Robert Parker and other critics have long denied that there are special barrels for en primeur tastings. In the Decanter story, and one from drinksbusiness, the trade downplayed the notion, wondering aloud why would anyone do such a thing.
But one proprietor, Yann Bouscasse of Chateau Cantinot, told Decanter that he showed different samples to different critics, with Americans (or American publications) getting the new oak treatment:
‘James Suckling, Neal Martin or Robert Parker will get a new barrel, while Gault Millau, or Revue du Vin de France, will get second and third use. American tasters can cope better with oak – Suckling likes a wine with more body.’
Neal Martin tweeted in response, “I think someone should inform Mon. Bouscasse where I come from.”
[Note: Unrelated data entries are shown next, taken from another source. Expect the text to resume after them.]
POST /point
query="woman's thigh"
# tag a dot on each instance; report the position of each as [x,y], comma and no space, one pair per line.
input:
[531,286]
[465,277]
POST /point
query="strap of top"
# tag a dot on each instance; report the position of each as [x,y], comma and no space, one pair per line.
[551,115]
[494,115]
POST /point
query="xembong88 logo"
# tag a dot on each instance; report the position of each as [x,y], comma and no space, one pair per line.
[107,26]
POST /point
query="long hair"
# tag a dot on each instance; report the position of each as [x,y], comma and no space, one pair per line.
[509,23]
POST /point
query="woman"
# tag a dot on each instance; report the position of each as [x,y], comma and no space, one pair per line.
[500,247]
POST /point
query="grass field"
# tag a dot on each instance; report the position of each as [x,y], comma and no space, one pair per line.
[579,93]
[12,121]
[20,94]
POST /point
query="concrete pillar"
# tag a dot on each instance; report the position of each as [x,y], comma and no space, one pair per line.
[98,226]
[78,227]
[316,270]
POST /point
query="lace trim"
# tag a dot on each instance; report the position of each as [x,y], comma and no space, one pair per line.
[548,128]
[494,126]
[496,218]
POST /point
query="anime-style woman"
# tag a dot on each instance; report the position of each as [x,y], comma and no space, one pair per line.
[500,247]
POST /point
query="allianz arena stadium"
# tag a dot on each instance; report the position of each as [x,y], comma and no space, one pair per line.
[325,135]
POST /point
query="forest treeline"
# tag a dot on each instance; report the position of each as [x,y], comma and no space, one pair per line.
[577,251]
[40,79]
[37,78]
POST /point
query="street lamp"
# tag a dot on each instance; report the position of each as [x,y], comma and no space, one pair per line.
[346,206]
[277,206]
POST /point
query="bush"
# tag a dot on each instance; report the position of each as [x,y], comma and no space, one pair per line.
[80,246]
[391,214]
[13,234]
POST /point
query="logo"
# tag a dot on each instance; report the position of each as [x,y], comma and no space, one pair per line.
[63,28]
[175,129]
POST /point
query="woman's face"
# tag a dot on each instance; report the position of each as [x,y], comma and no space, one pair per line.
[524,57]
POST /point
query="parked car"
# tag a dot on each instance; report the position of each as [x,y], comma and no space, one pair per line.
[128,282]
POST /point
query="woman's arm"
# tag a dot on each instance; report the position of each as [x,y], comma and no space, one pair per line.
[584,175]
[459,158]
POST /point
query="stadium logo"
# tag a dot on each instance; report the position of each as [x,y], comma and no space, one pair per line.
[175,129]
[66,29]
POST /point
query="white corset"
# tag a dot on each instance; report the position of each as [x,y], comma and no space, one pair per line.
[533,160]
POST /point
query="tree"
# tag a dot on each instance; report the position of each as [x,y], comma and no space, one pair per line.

In other Bordeaux news, a researcher suggests that Bordeaux red wines may be susceptible to premature oxidation, which has previously plagued white wines. Denis Dubourdieu, a winemaker and professor in enology at Bordeaux University, performed the research, placed the blame on wines with low acidity and excessive new oak making overripe wines and vintages as the most susceptible to the effect.
Finally, Michel Rolland cashed out, selling his Pomerol estate, Le Bon Pasteur, to the Hong Kong financier Pan Sutong.